Example: Event with Time
#include <modality/probe.h>

/* The header file you generated for this component with 'modality_probe_generate_header' */
#include "generated_component_definitions.h"

uint64_t time_ns = 1;

MODALITY_PROBE_RECORD_W_TIME(
  g_producer_probe,                      // pointer to probe
  PRODUCER_STARTED,                      // event name
  time_ns,                               // timestamp
  MODALITY_TAGS("producer"),             // optional event tags
  "Measurement producer started"); // optional event description

# Event Macro: Event with Payload and Time

Example: Event with Payload and Time
#include <modality/probe.h>

/* The header file you generated for this component with 'modality_probe_generate_header' */
#include "generated_component_definitions.h"

uint64_t time_ns = 1;
const int8_t sample = g_producer_measurement.m + (int8_t) (-1 + (rand() % 4));

MODALITY_PROBE_RECORD_W_I8_W_TIME(
  g_producer_probe,                      // pointer to probe
  PRODUCER_MEASUREMENT_SAMPLED,          // event name
  sample,                                // payload
  time_ns,                               // timestamp
  MODALITY_TAGS("producer", "measurement sample"),  // optional event tags
  "Measurement producer sampled a value for transmission"); // optional event description

# Event Macro: Expectation Event

  • If you want to capture a conditional failure, use a macro for an expectation.

  • Expectations make it easier to highlight critical events. They are taken into consideration by certain Modality metrics and by Modality's generative testing mutation planner.

  • Expectations record a boolean outcome indicating success (PASS) or failure (FAIL).

  • For the failure condition, which is (sample - g_producer_measurement.m) <= 2 in this example, true represents success and false represents failure, so you can think of this condition as an invariant of your system: something that should always be true.

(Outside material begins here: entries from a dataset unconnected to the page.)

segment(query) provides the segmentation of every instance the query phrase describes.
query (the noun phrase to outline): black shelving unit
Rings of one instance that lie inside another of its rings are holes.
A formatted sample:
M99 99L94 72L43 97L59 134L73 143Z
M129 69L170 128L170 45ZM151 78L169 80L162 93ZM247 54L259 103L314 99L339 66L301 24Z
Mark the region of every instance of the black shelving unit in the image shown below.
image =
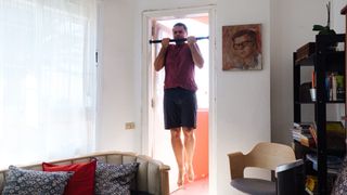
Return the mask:
M327 100L327 91L325 88L325 77L329 72L336 72L345 75L345 52L336 51L334 44L345 42L345 35L317 35L314 42L314 52L306 57L297 60L297 53L294 52L294 122L301 122L303 104L313 104L314 120L317 125L317 148L304 150L311 153L317 153L317 178L318 178L318 194L329 194L327 186L327 168L326 168L326 105L327 104L344 104L345 101ZM316 72L316 89L317 101L300 100L301 67L311 66ZM342 116L343 117L343 116ZM346 135L345 135L346 136ZM305 155L304 155L305 156Z

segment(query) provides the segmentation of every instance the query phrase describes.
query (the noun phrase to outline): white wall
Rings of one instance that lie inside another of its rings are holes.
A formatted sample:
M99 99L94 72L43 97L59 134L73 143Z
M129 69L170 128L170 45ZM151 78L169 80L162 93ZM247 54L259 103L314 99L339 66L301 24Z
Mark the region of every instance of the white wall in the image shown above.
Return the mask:
M99 151L139 152L141 147L141 131L138 128L125 130L125 122L139 121L137 114L140 113L136 104L139 101L137 91L141 90L136 78L140 65L134 58L133 41L139 29L134 28L133 8L134 1L101 1Z

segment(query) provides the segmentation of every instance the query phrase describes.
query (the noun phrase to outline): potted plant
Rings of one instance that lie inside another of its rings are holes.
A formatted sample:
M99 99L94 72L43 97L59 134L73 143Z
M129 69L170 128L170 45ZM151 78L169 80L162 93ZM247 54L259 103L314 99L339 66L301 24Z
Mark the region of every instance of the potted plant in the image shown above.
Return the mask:
M331 3L329 2L326 4L326 11L327 11L327 23L326 26L322 25L313 25L312 30L313 31L319 31L319 35L336 35L334 29L330 28L330 10L331 10Z

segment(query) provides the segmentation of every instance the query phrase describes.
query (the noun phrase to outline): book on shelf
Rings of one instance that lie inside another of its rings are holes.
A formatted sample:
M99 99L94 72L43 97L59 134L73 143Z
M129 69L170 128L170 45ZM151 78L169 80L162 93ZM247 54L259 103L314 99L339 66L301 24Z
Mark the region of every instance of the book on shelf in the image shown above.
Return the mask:
M316 176L306 176L305 191L308 194L317 193L318 180Z
M306 154L306 158L312 162L312 168L318 170L317 154ZM329 173L337 173L344 159L337 156L326 156L326 169Z
M309 130L311 126L312 122L294 122L293 128L291 129L293 140L307 147L316 147L314 139Z
M308 128L312 138L313 138L313 141L314 141L314 145L317 145L317 126L316 126L316 122L313 121L312 125Z

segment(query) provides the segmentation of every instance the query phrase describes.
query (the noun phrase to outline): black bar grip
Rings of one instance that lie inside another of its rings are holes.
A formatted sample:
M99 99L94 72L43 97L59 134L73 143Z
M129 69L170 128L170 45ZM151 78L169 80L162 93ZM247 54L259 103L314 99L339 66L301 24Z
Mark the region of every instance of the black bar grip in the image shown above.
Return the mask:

  • If you want to associate a severity level with an expectation or failure event, insert the optional MODALITY_SEVERITY() macro with an integer value between 1 and 10. Severity lets you prioritize potential failures of varying importance.

Example: Expectation Event
#include <modality/probe.h>

/* The header file you generated for this component with 'modality_probe_generate_header' */
#include "generated_component_definitions.h"

MODALITY_PROBE_EXPECT(
  g_producer_probe,                         // pointer to probe
  PRODUCER_SAMPLE_DELTA_OK,                 // expectation name
  (sample - g_producer_measurement.m) <= 2, // failure condition
  MODALITY_SEVERITY(6),                     // optional expectation severity
  MODALITY_TAGS("producer"),                // optional expectation tags
  "Measurement delta within ok range");     // optional expectation description

# Event Macro: Expectation with Time

Example: Expectation Event with Time
#include <modality/probe.h>

/* The header file you generated for this component with 'modality_probe_generate_header' */
#include "generated_component_definitions.h"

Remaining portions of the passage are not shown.